Further particulars from the Burning Mine – Two Hundred and two miners in the Shaft.
The following Scranton, Pa. Despatch [sic] gives additional particulars:
The fire began at 10 o'clock this morning. All experts are agreed that it must have communicated from the ventilating furnace to the work at the bottom of the shaft, which is three hundred and twenty-seven feet below the surface. The flames then rushed with great violence up to the shaft and broke out in the engine room at the top. The engineer barely escaped with his life. The buildings covering the mouth of shaft ___ were one hundred feet high and two hundred feet long, all of wood, and dry as tinder. They were almost instantly enveloped in flames, and it was impossible to reach the mouth of the shaft to help the men below.
Dispatches just received from Avondale, say THOMAS W. WILLIAMS, of Plymouth, and DAVID JONES, of Grant Tunnel, who went down to make investigations, were suffocated to death. On a second attempt WILLIAMS' dead body was brought out by DAVID H. DAVIS and BENJ. JONES. THOMAS WILLIAMS went down and dragged DAVID JONES some distance to the foot of the shaft, when he was compelled to come up. JOHN W. and ISAAC THOMAS then went down and brought up the body. All who attempted to go down are now alive, except WILLIAMS and JONES. No further attempt will be made to go down until a small engine is rigged.
The loss by the burning of the Avondale mine works is $80,000 to $100,000, not counting loss by stoppage of mining. This mine had been involved on a strike for over three months, but resumed last Thursday, and was producing 450 tons of coal per day. The works were built in 1867, and it will take four or six months to rebuild.

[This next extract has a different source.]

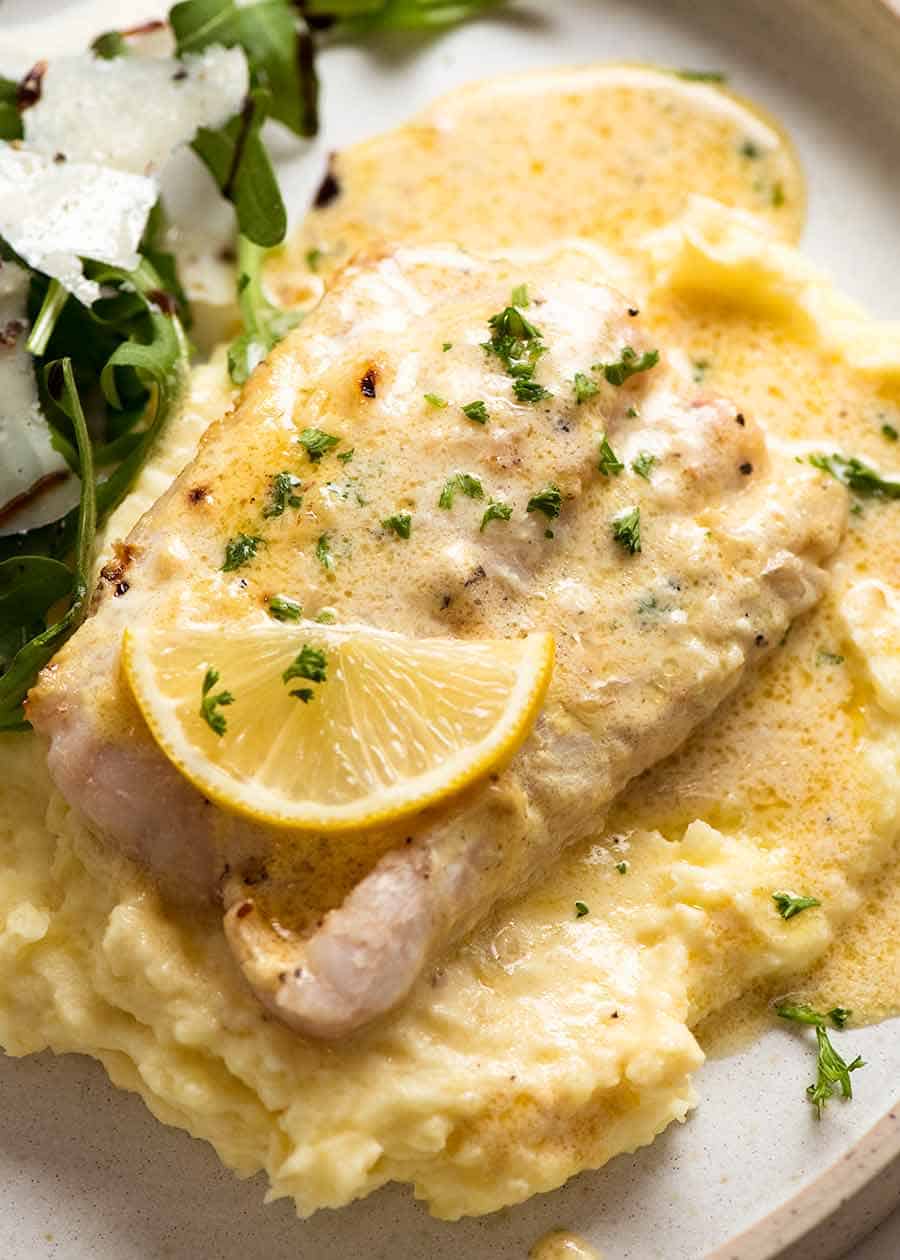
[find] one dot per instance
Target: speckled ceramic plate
(86, 1172)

It will take until five o'clock in the morning to-morrow to get a small engine at work to drive a fan at the mouth of the shaft and force air through a canvass hose. All who have been down say it is very hot, and loud calls have failed to elicit an answer. The only hope for the 200 men in the mine is that they may have shut themselves in a remote part of the works, entirely away from the draft. Several hundred, men, with tools, were taken from here this evening with the idea of driving a gangway from a neighboring mine into the Avondale workings; but as it must be solid rock cutting, this means would probably not relieve the imprisoned men in time. The distance to be cut is variously estimated at from 20 to 60 feet, and the time required two or three days. It had been feared that the ventilating furnace at Avondale would some day fire the shaft, as it was a very dry mine. The danger to life is very great in a mine which has but one means of entrance and exit. It is thought Avondale is but one of many mines in the same condition. It is to be hoped the next Legislature will not, as so many previous ones have done, refuse to pass a stringent law for the protection of miners and the inspection of mines.